>
>
On one of the code quality metrics

Evgenii Ryzhkov
Articles: 125

On one of the code quality metrics

There are different metrics used in programming, including metrics for code equality estimation. One of these is the error density metric. One might think it enables one to find out exactly whether or not a certain code is quality. Is it so?

The density of errors in code is quite simple to calculate. You need to take the number of errors and divide it by the number of code lines. For example, if the code contains 6 errors per 100 lines, the error density is 6/100=0.06. This is surely a rather poor code - at the level of a lab work by a novice student.

When using static code analysis one feels the urge to use this metric regularly. Assume, for instance, a static code analyzer generates 10 messages per 1000 code lines. Does it tell you anything about the quality of the code being checked? Unfortunately, it tells you not that much as you might think. Let's see why.

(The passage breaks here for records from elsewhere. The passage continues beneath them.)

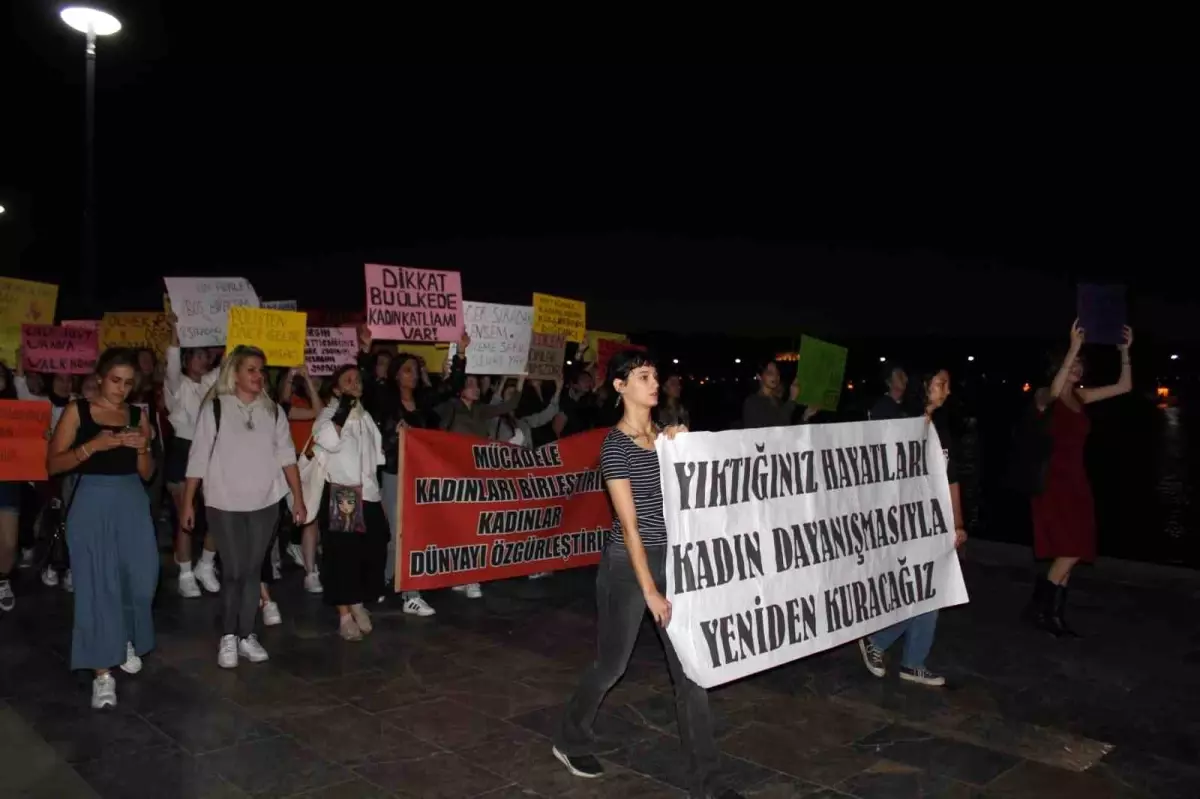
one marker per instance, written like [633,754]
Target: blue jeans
[918,638]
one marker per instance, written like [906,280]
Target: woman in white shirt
[186,380]
[354,529]
[244,455]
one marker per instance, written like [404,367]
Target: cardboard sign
[558,316]
[810,552]
[59,350]
[423,305]
[546,356]
[820,371]
[23,302]
[499,337]
[1102,312]
[329,348]
[23,426]
[279,334]
[202,306]
[136,330]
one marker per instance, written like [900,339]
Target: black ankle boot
[1060,613]
[1036,611]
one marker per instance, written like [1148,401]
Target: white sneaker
[271,616]
[418,606]
[103,691]
[187,587]
[207,576]
[227,656]
[251,649]
[132,664]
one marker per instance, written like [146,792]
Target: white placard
[202,306]
[787,541]
[499,337]
[328,348]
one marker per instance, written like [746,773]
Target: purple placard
[1102,312]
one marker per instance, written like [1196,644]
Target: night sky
[757,199]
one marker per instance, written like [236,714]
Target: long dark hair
[10,389]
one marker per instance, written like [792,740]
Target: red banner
[474,510]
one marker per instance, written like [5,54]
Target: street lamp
[91,23]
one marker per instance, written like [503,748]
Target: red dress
[1063,514]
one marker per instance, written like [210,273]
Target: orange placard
[473,510]
[23,425]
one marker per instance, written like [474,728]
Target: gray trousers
[241,539]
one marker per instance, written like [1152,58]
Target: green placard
[820,372]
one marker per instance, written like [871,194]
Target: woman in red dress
[1063,514]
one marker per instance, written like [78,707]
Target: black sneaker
[873,658]
[922,676]
[583,766]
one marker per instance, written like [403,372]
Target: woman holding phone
[631,581]
[114,556]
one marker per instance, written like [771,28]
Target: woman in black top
[114,556]
[919,630]
[631,581]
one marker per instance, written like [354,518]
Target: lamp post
[91,23]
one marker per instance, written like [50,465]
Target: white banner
[202,306]
[328,348]
[789,541]
[499,337]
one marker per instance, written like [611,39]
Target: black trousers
[621,608]
[352,563]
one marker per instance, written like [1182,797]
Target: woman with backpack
[244,456]
[106,442]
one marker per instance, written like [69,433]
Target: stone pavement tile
[29,766]
[497,696]
[207,725]
[663,758]
[451,725]
[1055,748]
[78,733]
[1152,774]
[155,774]
[354,788]
[353,737]
[376,691]
[611,727]
[783,787]
[276,767]
[887,780]
[1031,780]
[939,756]
[443,775]
[790,751]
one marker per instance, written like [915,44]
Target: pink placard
[414,304]
[59,350]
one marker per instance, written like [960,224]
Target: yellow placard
[137,330]
[279,334]
[23,302]
[556,316]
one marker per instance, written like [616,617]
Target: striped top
[622,458]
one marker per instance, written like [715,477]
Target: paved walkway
[462,704]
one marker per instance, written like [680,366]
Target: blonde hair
[227,383]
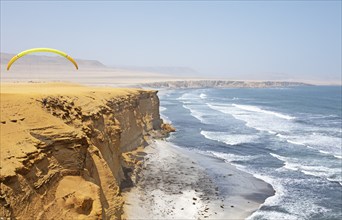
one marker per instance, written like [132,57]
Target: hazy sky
[286,38]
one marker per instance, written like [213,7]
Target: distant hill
[221,84]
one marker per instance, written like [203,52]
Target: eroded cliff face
[62,154]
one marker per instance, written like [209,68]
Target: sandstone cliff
[62,148]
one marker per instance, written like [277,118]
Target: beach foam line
[317,171]
[230,139]
[195,113]
[203,96]
[257,109]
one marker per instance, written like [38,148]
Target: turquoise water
[288,137]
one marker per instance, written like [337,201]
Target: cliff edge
[62,148]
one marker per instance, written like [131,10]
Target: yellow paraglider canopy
[33,50]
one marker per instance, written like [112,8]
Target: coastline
[174,184]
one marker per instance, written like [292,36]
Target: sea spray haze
[288,137]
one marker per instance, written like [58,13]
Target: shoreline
[174,183]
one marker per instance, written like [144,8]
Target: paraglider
[34,50]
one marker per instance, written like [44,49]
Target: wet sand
[174,184]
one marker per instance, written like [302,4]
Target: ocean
[290,138]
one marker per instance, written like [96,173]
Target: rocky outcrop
[64,160]
[220,84]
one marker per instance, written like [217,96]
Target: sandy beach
[173,184]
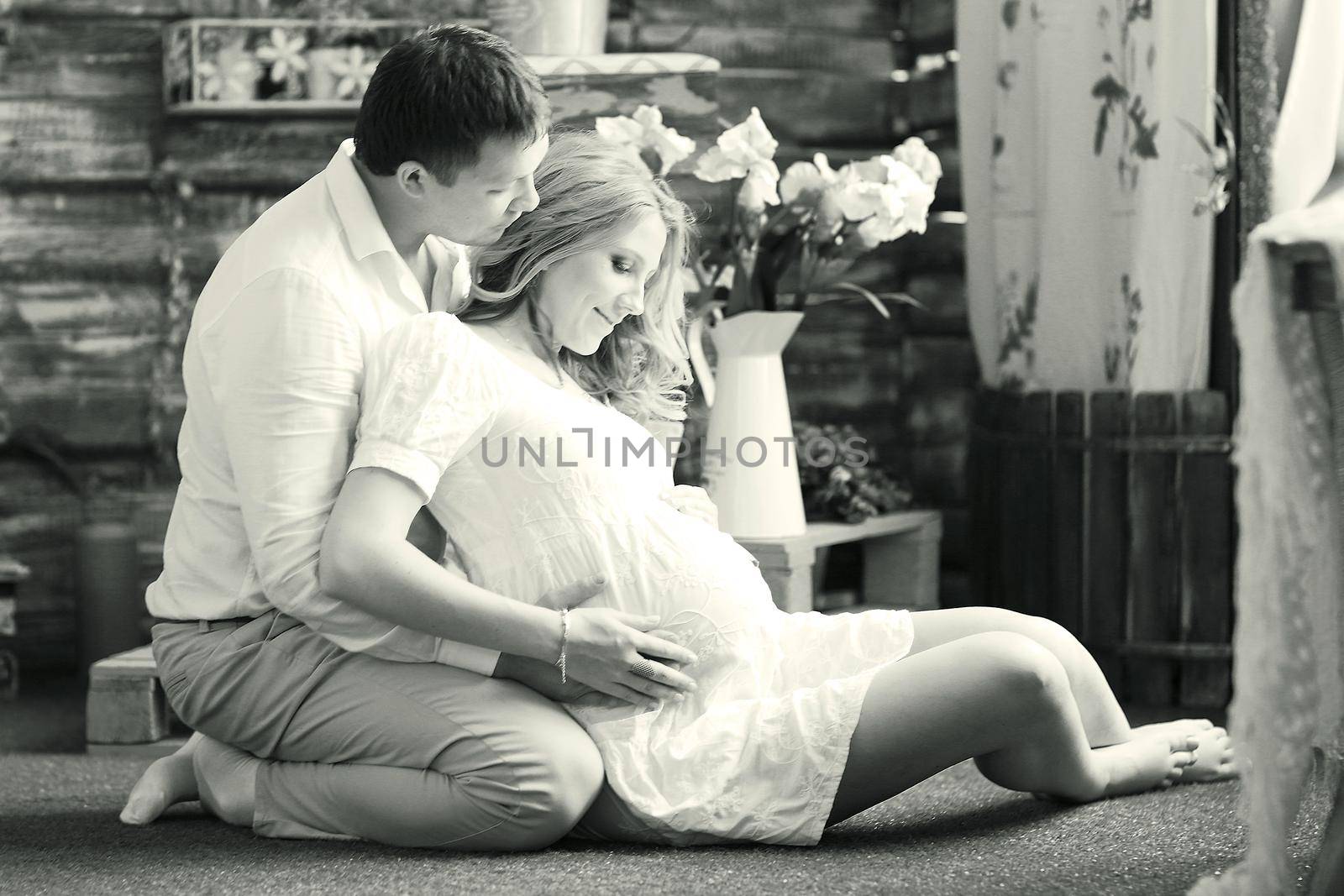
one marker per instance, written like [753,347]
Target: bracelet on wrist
[564,637]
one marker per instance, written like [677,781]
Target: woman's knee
[1026,673]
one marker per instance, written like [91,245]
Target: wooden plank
[120,358]
[1014,495]
[49,139]
[860,16]
[927,20]
[983,477]
[91,416]
[64,235]
[42,9]
[1153,595]
[1207,519]
[931,362]
[85,60]
[80,307]
[1108,537]
[927,100]
[941,248]
[942,296]
[1038,506]
[811,107]
[1068,524]
[768,46]
[937,414]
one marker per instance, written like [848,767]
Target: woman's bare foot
[1214,761]
[1148,762]
[1214,758]
[168,781]
[1180,726]
[228,781]
[1142,763]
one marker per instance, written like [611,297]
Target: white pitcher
[750,464]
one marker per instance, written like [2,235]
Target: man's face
[488,196]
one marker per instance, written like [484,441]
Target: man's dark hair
[440,94]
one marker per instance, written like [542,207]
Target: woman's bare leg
[1005,700]
[1101,715]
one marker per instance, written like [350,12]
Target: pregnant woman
[528,419]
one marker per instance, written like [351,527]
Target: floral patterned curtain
[1089,241]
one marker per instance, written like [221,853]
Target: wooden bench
[900,560]
[127,711]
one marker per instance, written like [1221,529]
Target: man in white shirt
[367,730]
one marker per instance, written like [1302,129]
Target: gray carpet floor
[952,835]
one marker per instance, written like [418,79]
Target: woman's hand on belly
[692,501]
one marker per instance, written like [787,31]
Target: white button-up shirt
[273,367]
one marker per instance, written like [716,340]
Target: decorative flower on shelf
[284,54]
[644,132]
[354,70]
[230,76]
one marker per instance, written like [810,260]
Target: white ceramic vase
[750,464]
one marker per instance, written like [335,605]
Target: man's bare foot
[228,781]
[168,781]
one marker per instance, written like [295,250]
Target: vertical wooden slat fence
[1112,513]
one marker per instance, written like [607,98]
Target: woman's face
[588,295]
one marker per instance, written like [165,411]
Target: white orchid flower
[806,181]
[922,160]
[887,196]
[917,195]
[738,149]
[284,54]
[759,188]
[645,129]
[354,71]
[815,186]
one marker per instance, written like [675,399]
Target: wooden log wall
[112,215]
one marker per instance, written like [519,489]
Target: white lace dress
[538,488]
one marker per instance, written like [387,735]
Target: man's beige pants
[396,752]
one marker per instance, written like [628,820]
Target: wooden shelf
[900,560]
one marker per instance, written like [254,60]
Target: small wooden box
[125,705]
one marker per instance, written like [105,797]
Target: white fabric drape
[1086,265]
[1288,676]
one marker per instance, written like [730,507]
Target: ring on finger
[644,669]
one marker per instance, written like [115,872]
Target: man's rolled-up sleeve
[286,371]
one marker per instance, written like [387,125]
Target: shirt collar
[354,207]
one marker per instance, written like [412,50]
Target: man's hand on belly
[694,501]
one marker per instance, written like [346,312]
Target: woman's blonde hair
[589,190]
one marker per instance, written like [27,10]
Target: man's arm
[286,365]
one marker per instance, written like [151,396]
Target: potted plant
[812,224]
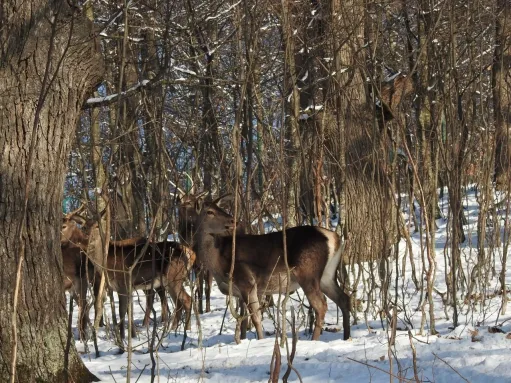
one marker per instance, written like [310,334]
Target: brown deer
[189,205]
[173,261]
[78,270]
[74,244]
[313,256]
[158,265]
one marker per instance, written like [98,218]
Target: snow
[469,352]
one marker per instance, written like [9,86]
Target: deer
[189,205]
[78,270]
[174,261]
[313,256]
[156,265]
[74,241]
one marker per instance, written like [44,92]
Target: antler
[178,189]
[77,211]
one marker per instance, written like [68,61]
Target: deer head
[70,233]
[213,220]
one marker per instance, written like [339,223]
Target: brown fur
[164,265]
[259,266]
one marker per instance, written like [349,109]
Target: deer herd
[306,257]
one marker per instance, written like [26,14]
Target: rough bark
[502,92]
[49,63]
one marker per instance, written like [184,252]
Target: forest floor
[471,352]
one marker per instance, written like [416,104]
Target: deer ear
[202,195]
[223,198]
[78,219]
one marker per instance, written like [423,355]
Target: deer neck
[187,231]
[95,247]
[207,248]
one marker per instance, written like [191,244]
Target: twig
[381,369]
[451,367]
[111,373]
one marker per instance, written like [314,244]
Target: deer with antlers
[161,266]
[313,256]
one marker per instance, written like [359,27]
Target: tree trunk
[49,65]
[502,93]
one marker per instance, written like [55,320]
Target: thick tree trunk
[46,72]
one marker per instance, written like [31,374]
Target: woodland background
[317,112]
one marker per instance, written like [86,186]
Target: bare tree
[50,63]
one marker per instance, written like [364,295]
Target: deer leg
[174,294]
[186,303]
[164,304]
[341,299]
[132,318]
[244,322]
[318,302]
[82,308]
[209,283]
[200,288]
[149,300]
[95,285]
[252,301]
[123,308]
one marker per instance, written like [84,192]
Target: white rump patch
[334,258]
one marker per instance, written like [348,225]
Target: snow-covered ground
[469,352]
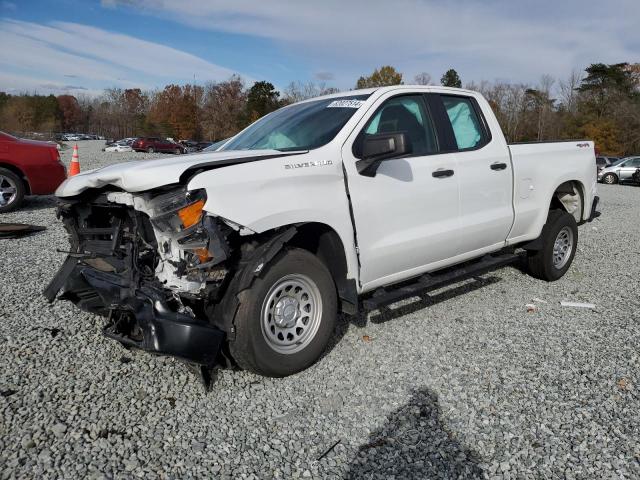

Consider a simple example containing two potential buffer overflows:

int _tmain(int argc, _TCHAR* argv[]) {
  char buf[4];

  printf("Enter your name: ");
  scanf("%s", buf);
  printf("Name: %s\n", buf);

  printf("Enter your surname: ");
  scanf("%s", buf);
  printf("Surname: %s\n", buf);

  return 0;
}

Buffer overflows are possible (and will most likely occur) in the lines with scanf. The error density is: 2/10=0.2.

But if we take out the reading operation as a single function, the "errors" will become fewer, i.e. we'll have only one:

void my_scanf(char buf[]) {
  scanf("%s", buf);
}

int _tmain(int argc, _TCHAR* argv[]) {
  char buf[4];

  printf("Enter your name: ");
  my_scanf(buf);
  printf("Name: %s\n", buf);

  printf("Enter your surname: ");
  my_scanf(buf);
  printf("Surname: %s\n", buf);

  return 0;
}

Although the program has become no safer, the error density is lower almost twice: 1/13= 0.08! At the same time, those two potential buffer overflows are still there in the code.

Of course, it doesn't mean that the error density metric is useless. The mentioned effect will be compensated for in large code amounts. But remember to be careful with this metric.